We consider $n$ items with positive weights probabilities $p_1,p_2,\ldots,p_n$ satisfying $\sum_i\, p_i=1$ and let $\mathbf{p}=(p_1,p_2,\ldots,p_n)$. Huffman algorithm constructs a full binary tree (each non-leaf node has two children) with items assigned to its leaves. Let $l_i$ be the depth to $p_i$, number of edges from the root to $p_i$. The average length of the Huffman coding is $\Huf(\mathbf{p})=\sum_i\, p_i\cdot l_i$.

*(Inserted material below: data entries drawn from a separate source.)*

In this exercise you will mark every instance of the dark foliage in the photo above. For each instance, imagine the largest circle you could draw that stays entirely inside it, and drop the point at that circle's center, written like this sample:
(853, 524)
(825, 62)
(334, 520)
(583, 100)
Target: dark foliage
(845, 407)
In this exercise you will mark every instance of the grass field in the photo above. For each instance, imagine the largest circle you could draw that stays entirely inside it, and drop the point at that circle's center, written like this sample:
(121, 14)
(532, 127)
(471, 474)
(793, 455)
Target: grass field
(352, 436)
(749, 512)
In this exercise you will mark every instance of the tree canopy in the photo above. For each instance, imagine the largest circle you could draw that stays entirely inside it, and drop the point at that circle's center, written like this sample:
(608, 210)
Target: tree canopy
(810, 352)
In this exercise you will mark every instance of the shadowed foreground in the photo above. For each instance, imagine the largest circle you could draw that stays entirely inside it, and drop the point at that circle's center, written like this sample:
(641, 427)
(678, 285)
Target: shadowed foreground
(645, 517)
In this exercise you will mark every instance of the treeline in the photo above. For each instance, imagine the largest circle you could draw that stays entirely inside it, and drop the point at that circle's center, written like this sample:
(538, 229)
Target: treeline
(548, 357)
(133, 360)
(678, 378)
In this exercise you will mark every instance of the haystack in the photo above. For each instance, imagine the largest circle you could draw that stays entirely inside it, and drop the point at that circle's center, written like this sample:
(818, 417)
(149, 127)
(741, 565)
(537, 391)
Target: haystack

An important concept in information theory is entropy. The sequence $\mathbf{p}$ is treated as a source of information and its entropy is $$\Entropy(\mathbf{p})\,=\, -\sum_i p_i\cdot \log_2 p_i.$$

A useful property for the solution below is: if $p_1,\dots,p_n$, and $q_1,\dots,q_n$ are two sequences of positive integers with the same sum, then $-\sum_i\,p_i \log_2 q_i\geq -\sum_i\,p_i \log_2 p_i$. From the inequality, it follows directly: $\log_2 x \le x-1$, for $x\gt 0$.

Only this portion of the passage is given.